Abstract

Because firms invest heavily in R&D, software, brands, and other intangible assets—at a rate close to that of tangible assets—changes in measured GDP, which does not include all intangible investments, understate the actual changes in total output. If changes in the labor input are more precisely measured, then it is possible to observe little change in measured total factor productivity (TFP) coincidentally with large changes in hours and investment. This mismeasurement leaves business cycle modelers with large and unexplained labor wedges accounting for most of the fluctuations in aggregate data. To address this issue, I incorporate intangible investments into a multi-sector general equilibrium model and parameterize income and cost shares using data from an updated U.S. input and output table, with intangible investments reassigned from intermediate to final uses.
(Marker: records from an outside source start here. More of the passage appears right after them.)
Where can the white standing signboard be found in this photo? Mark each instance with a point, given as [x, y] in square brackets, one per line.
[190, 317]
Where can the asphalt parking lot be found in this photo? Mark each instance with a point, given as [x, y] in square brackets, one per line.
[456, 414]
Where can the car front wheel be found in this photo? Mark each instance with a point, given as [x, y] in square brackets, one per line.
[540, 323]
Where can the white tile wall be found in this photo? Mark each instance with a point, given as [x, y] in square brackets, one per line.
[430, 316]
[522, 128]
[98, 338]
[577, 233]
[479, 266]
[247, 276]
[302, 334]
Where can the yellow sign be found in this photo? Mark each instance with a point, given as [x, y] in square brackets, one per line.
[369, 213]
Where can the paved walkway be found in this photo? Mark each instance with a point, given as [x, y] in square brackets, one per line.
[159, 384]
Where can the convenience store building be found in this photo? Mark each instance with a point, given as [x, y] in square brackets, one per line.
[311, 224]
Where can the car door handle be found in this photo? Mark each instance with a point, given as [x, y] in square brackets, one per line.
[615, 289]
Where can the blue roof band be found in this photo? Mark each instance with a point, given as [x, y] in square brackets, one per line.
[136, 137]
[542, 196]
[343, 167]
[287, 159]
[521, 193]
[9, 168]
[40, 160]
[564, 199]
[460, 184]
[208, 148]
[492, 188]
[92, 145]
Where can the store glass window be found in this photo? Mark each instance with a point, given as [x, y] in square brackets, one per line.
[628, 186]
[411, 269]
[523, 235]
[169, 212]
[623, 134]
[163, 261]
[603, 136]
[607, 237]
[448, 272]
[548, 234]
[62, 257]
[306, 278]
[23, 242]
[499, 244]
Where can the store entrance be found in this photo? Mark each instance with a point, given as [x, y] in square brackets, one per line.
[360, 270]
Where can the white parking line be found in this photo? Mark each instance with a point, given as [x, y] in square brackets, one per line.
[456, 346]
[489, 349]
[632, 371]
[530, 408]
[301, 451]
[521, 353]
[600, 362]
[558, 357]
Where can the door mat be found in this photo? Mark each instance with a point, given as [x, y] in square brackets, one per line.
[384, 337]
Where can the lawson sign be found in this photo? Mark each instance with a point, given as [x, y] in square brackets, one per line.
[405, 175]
I employ maximum likelihood methods and quarterly observations on sectoral gross outputs for the United States over the period 1985–2014 to estimate processes for latent sectoral TFPs—that have common and sector-specific components. Aggregate hours are not used to estimate TFPs, but the model predicts changes in hours that compare well with the actual hours series and account for roughly two-thirds of its standard deviation. I find that sector-specific shocks and industry linkages play an important role in accounting for fluctuations and comovements in aggregate and industry-level U.S. data, and I find that the model’s common component of TFP is not correlated at business cycle frequencies with the standard measures of aggregate TFP used in the macroeconomic literature.